Insaciável ganância

As advertências da natureza têm sido ignoradas pelos gestores do Estado. Os detentores do poder de administrar e impor leis das cidades, estados e países viraram as costas aos alertas de cientistas, climatologistas e ambientalistas: o planeta reage, provocado pela destruição das ações humanas, movidas pela ganância sem limite.  Hoje, quando acordei, busquei informações sobre a gigantesca tragédia que arrasa o Rio Grande do Sul. Nessa procura, deparei-me com uma reportagem sobre as alterações na legislação ambiental do estado, facilitando, em resumo, intervenções inadequadas nos ecossistemas gaúchos. 

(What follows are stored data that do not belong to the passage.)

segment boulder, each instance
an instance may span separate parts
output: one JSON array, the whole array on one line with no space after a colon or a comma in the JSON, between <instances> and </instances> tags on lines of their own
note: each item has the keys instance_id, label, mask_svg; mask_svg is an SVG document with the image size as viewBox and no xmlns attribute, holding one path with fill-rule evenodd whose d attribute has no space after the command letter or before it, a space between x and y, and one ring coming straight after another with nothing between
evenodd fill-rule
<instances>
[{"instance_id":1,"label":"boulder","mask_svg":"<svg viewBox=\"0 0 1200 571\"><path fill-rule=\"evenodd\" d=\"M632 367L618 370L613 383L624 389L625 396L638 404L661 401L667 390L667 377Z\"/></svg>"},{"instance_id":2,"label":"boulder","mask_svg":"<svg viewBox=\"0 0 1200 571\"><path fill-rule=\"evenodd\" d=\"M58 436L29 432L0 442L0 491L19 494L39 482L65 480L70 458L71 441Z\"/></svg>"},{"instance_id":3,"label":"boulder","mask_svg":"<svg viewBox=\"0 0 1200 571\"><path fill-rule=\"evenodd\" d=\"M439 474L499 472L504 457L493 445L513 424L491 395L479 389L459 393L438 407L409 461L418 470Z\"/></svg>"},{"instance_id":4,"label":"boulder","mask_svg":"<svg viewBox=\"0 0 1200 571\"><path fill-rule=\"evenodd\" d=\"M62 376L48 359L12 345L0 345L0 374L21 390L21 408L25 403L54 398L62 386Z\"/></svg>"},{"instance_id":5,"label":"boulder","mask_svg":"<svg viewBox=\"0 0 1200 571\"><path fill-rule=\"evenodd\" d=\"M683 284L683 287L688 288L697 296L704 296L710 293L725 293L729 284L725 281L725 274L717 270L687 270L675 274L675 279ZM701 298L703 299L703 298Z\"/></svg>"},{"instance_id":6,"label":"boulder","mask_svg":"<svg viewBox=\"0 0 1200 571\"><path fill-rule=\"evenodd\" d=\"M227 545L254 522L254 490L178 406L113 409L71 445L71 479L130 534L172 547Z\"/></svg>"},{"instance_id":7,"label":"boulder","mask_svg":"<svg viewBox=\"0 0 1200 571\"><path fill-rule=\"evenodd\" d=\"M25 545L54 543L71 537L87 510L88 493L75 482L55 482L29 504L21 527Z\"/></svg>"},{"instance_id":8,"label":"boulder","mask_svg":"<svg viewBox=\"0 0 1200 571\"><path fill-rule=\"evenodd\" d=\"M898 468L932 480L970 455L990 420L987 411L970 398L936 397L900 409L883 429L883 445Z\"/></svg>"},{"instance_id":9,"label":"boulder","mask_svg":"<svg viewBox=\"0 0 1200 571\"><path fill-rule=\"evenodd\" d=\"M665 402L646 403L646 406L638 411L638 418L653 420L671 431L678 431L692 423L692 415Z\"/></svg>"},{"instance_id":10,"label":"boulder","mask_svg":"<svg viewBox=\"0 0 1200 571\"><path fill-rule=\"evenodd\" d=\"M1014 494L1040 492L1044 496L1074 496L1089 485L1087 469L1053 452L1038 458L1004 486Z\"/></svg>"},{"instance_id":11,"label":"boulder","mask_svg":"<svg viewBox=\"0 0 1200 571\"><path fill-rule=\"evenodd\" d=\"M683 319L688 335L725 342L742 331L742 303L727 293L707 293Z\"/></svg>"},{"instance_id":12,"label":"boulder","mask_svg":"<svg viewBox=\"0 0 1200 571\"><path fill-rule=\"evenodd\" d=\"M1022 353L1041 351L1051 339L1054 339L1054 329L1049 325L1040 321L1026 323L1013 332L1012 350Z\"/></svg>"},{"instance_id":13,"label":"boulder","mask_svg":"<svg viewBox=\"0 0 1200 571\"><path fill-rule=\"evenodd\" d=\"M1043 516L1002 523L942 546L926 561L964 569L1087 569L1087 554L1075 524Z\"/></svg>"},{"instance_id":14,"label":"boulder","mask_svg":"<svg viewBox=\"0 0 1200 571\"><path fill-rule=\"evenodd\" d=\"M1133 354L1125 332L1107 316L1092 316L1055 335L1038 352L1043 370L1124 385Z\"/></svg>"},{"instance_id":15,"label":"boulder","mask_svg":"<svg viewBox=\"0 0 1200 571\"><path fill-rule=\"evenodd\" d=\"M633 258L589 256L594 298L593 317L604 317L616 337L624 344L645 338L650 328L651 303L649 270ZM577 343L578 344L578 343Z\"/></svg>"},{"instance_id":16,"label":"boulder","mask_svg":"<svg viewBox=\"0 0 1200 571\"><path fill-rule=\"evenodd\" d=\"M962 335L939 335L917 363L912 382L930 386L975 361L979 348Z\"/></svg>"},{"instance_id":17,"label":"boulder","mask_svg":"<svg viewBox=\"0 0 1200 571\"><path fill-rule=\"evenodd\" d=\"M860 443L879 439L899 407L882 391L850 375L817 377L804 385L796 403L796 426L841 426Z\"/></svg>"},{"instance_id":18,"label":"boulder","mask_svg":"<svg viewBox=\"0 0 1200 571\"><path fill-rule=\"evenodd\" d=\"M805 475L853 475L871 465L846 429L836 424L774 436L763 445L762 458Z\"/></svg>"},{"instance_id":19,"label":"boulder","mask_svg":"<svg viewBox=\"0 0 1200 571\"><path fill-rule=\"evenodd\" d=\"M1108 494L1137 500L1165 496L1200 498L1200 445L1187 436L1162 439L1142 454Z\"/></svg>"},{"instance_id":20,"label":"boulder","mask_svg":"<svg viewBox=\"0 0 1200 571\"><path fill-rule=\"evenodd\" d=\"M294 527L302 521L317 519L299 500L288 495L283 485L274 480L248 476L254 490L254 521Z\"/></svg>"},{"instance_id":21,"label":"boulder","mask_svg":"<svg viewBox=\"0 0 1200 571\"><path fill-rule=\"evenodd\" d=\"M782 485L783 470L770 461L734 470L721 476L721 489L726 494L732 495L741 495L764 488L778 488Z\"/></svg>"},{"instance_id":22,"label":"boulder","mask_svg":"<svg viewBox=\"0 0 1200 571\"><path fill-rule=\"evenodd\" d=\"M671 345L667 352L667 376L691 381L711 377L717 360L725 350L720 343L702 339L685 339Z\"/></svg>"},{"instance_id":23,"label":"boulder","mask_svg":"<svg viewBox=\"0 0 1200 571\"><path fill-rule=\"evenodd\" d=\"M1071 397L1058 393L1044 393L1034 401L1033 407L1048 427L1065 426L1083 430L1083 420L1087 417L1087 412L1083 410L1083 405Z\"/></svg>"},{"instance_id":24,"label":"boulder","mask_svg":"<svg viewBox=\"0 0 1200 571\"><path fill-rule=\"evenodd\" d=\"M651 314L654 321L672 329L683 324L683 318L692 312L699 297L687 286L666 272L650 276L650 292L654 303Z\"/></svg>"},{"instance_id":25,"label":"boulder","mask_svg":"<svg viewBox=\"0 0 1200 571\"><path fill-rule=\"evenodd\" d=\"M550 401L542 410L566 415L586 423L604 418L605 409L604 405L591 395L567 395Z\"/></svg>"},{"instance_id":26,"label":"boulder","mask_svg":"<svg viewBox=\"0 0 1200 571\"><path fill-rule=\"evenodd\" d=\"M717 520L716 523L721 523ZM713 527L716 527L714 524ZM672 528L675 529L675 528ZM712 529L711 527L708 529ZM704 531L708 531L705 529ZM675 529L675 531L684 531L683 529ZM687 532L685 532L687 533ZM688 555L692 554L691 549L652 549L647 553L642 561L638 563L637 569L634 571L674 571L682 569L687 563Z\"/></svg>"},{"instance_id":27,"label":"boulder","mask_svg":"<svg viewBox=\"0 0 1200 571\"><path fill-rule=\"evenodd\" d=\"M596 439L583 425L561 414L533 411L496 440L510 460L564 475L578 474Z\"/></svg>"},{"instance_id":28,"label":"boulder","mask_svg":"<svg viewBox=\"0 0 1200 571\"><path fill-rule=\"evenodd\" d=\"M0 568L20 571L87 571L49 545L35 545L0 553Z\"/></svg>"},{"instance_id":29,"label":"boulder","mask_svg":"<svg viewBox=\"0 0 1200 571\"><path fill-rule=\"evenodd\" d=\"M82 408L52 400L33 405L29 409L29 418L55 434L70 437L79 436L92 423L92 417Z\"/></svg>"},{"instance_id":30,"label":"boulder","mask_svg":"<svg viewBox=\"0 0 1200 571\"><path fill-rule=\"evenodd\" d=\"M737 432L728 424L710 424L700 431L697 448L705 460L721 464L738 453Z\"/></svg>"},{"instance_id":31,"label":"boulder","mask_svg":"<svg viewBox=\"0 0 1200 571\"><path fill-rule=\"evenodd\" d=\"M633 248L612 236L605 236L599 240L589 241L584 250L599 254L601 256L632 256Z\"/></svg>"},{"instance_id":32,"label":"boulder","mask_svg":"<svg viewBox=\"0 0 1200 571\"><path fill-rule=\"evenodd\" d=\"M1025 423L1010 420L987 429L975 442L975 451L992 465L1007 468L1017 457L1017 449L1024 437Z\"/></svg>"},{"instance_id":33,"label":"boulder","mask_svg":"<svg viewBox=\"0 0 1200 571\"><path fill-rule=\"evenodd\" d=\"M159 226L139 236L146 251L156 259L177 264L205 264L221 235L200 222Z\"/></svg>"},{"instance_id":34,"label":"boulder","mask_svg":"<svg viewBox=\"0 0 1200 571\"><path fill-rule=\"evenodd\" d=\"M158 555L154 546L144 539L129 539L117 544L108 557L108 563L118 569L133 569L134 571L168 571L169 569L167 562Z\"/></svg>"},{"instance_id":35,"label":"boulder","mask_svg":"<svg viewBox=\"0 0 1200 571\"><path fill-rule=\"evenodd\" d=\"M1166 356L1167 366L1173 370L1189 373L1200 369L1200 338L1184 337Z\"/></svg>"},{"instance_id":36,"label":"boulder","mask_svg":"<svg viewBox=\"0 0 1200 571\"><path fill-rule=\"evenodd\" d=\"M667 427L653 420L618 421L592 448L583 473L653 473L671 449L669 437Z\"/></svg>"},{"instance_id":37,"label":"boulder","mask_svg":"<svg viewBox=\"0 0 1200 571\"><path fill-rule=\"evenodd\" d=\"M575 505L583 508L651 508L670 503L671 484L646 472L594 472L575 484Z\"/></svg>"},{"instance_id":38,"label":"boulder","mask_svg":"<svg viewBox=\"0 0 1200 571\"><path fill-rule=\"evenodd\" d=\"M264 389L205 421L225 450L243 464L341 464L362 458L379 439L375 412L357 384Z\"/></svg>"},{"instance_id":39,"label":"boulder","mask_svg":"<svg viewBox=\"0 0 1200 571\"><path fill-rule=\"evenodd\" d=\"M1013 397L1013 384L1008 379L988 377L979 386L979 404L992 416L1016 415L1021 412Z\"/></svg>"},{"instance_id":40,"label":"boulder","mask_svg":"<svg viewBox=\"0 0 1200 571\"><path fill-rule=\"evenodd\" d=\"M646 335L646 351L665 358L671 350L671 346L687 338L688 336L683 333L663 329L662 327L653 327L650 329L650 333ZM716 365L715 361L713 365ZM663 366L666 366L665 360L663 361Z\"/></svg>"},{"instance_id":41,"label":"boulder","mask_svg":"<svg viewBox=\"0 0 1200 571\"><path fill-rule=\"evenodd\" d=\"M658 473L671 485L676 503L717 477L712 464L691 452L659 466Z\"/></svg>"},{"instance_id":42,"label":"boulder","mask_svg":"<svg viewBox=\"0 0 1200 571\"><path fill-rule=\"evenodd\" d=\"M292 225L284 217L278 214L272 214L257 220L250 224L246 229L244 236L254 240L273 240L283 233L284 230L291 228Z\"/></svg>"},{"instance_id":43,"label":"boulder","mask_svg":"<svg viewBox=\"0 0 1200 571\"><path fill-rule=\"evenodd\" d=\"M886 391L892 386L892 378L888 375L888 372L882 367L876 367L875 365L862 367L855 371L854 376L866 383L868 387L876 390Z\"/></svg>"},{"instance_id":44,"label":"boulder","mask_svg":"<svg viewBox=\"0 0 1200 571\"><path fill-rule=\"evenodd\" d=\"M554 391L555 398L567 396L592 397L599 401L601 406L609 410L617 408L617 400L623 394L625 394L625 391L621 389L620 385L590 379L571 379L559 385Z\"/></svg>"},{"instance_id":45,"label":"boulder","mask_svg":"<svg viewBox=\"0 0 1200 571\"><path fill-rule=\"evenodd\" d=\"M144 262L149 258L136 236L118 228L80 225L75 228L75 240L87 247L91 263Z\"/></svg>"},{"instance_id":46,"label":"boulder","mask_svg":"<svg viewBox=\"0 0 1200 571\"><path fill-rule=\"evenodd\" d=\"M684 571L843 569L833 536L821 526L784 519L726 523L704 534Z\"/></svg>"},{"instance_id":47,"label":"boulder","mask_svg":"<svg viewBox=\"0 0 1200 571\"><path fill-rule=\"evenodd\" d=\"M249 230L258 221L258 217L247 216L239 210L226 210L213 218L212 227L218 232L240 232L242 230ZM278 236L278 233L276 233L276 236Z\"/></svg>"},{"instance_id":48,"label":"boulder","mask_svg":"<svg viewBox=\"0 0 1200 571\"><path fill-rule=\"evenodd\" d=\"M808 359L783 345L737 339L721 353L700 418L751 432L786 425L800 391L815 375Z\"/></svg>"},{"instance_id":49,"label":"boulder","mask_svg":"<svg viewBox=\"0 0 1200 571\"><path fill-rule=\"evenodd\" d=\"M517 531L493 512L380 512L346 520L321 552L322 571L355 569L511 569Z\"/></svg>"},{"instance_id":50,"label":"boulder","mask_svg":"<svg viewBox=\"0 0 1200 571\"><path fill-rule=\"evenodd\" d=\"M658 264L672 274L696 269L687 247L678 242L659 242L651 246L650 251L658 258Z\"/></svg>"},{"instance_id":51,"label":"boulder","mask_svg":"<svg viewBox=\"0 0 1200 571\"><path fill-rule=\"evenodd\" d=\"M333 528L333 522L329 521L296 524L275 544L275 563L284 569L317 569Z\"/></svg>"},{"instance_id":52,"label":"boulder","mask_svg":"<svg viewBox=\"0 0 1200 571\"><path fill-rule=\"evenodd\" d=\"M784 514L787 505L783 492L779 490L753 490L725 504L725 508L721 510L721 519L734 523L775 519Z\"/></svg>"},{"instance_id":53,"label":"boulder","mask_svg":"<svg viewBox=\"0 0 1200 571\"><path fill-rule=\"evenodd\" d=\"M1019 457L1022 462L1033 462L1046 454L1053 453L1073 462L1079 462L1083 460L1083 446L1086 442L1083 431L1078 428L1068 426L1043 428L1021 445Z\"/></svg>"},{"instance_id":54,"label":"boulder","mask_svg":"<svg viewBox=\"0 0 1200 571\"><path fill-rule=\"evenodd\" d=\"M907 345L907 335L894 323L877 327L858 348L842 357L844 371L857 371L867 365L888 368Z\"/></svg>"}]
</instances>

A versão original do O Código Ambiental do estado foi construída com a participação de José Lutzenberger, uma das maiores referências em ecologia no Brasil, e tornou o Rio Grande do Sul um modelo de preservação do potencial do patrimônio natural para outras unidades da Federação. Mas a norma não agradou o governador Eduardo Leite, que propôs mudanças, que fragilizaram os ecossistemas locais. As alterações provocaram impactos violentos no patrimônio natural gaúcho, modificando ecossistemas e favorecendo interesses do capital.

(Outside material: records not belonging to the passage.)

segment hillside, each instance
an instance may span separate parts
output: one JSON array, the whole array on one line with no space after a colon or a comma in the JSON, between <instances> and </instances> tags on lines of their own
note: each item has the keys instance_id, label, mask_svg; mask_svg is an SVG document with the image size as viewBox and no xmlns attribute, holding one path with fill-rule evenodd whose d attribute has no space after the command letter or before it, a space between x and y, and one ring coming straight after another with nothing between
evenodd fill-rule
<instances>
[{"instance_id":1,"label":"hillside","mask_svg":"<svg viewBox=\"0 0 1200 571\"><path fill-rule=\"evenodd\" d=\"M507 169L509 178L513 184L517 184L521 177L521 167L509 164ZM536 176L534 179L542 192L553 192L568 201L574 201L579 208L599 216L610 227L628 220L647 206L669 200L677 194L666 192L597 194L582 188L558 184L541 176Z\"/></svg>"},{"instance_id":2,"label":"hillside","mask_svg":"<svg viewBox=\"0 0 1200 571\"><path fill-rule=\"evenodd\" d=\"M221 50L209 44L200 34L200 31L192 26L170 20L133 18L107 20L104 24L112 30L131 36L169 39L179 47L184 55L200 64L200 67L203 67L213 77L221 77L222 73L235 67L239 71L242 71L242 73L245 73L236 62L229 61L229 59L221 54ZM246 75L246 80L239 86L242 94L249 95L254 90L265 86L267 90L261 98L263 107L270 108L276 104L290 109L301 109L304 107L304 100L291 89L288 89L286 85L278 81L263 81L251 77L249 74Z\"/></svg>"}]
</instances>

Objetivos políticos e financeiros individuais ou de grupos, a fim de acumular riqueza, dinheiro e poder, são basilares nas intervenções na natureza. O planeta clama e adverte que é preciso mudar a relação humana com ele, pois a vida está ameaçada. Parece ser um detalhe desprezível. Os alertas de fragilidade seguem negligenciados e ignorados peloBrasil e por grande parte do mundo. Assim, perdem-se os valores que deveriam diferenciar os humanos dos demais seres do planeta. 

Enquanto os seres viventes na Terra lutam para preservar seus iguais, os humanos caminham na contramão. São autores ou protagonistas de normas, comportamentos e ações que resultam na eliminação de pessoas. Pouco importam os danos que sinalizam o extermínio de grupos, comunidades, cidades. Os direitos humanos tornam-se aberração, e só valem para a individualidade. Valores civilizatórios perderam conteúdo, entre eles empatia e respeito, e passaram a ser entendidos como avanço do poder financeiro e político pessoal.  O "homus sapiens" — o "homem sábio", dotado de cérebro desenvolvido, com capacidade cognitiva — transformou-se em "homo degradandis", dissociado do meio ambiente em que vive e se procria. Uma inversão absolutamente ilógica, quando a vida humana é dependente do equilíbrio da natureza. 

Pessoas assim são pautadas em inverdades e no negacionismo radical dos avisos da ciência, apimentados pelas redes sociais que veiculam fake news, estimulando as irresponsabilidades com o planeta. Vale a liberdade de dizimar a natureza: os mares, as matas, as florestas, os animais, poluir o ar e tantas outras agressões. Amparam-se na certeza de que todos os seres não humanos não fazem passeata, não empunham cartazes, não gritam palavras de ordem e, o melhor de tudo, não têm título de eleitor.

Mas a natureza tem capacidade de reação. O drama vivenciado pelos gaúchos, pelas secas no Pantanal, pela redução da oferta de água potável, sem qual a vida se esvai, pelos terremotos e tantos outros fenômenos climáticos com alto potencial de letalidade têm um autor conhecido como ser humano, movido pela sua insaciável ganância.